Just wanted some feed back on this software, I feel like it would save me money on shipping out logos to be digitized. I believe it would pay for it self in a few months.

Thanks,


----------



## zoom_monster (Sep 20, 2006)

threedog said:


> I need some feed back, I'm looking to buy the Coreldraw Embroidery i2.
> I run Pulse lettering now on my machine, I use corel for our screen printing side of the business.
> 
> Just wanted some feed back on this software, I feel like it would save me money on shipping out logos to be digitized. I believe it would pay for it self in a few months.
> ...


 While these corel plugins are impressive, they will not replace the more comprehensive programs produced by the same companies (this software is made by Pulse). All the features including the use of vector images are already in the higher levels anyway. If you are just starting out in digitizing, the plug-in model eases the transition and keeps you on a familiar track, but many of the real effective tools and techniques are still only available in the more advanced packages. If it seems like a good fit for you, get it. Plug-ins have been available for a least 5 years now. For the most part they are a entry point rather than an end-all for easy digitizing.

Ian


----------



## American logoZ (Sep 16, 2009)

I don't have experience with the software you're asking about (sorry). As a newbie to the biz, I was also looking for something Corel-based for my embroidery. I decided to go with DecoStudio because it's (1) entry level; (2) Corel-based (sorta); and (3) a Wilcom product (heard great things about their more advanced programs). 

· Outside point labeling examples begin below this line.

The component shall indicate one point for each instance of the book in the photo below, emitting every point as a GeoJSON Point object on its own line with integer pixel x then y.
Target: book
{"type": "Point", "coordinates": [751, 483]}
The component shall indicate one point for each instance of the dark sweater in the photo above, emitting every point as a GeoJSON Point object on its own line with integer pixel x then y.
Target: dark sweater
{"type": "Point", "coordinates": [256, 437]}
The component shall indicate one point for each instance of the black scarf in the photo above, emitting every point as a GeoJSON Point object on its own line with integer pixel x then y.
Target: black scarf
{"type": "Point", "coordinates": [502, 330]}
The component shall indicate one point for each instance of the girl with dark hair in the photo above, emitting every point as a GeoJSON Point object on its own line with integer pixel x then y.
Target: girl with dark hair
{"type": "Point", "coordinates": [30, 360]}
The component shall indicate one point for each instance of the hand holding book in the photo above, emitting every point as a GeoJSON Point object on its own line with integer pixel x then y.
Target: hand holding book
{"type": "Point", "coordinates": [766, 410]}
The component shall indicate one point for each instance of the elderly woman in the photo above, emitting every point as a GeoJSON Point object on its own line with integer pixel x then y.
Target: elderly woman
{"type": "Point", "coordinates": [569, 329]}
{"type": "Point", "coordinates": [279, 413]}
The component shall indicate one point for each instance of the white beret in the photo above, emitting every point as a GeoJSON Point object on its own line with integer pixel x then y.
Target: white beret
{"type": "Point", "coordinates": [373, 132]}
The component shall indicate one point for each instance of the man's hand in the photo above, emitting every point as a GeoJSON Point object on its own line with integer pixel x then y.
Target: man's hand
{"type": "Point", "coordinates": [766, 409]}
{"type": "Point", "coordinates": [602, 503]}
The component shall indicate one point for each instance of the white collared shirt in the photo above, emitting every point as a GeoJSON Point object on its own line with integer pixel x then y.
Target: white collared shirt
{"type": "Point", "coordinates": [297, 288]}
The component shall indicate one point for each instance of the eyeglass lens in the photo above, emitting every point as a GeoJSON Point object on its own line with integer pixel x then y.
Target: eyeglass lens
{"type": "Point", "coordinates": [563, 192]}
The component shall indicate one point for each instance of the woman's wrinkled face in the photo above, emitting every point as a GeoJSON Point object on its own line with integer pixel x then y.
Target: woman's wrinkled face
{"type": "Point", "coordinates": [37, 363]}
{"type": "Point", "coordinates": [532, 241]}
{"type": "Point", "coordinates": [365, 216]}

My hope was to keep the very steep learning curve somewhat manageable. As I master CorelDRAW, I better my skills for all aspects of the biz, including digitizing with Deco (and it helps me "get around" some of the Deco limitations). As I learn Deco, I will hopefully be better prepared for the next level of digitizing when the time comes. 

Within 6 months I was beginning to understand the limitations of an entry-level digitizing software. So whichever way you go, take a look at the "next step" because you will be upgrading.

Have fun!!


----------



## KERRMINATOR (Jul 21, 2009)

I was checking out embroidery i2 for adobe illustrator but I thought it was ridiculous to pay for the software subscription. We ended up getting actual digitizing software. It would have been nice to get a plug-in, but like the others said, it's not as advanced as real digitizing software.


----------



## digitizewedo (Nov 2, 2010)

Hi , I have the Corel embroidery i2 program for the price of the product its quite nice, at least in the USA as its about half of what the DGML version is. You don't digitize with the plugin tools, you convert the files from artwork to stitches, so if you really good with Corel Draw its very handy. I use it as I have over 15k design in artwork for customer and silkscreen its very usefull,


----------



## raise (Apr 11, 2008)

We used this product when it first came out. While it was great because we were an Adobe house and this was the only Illustrator native application, the stitch counts were terrible and the product was prone to crashing.

Eventually we purchased another system and have been much happier with the outcome.


----------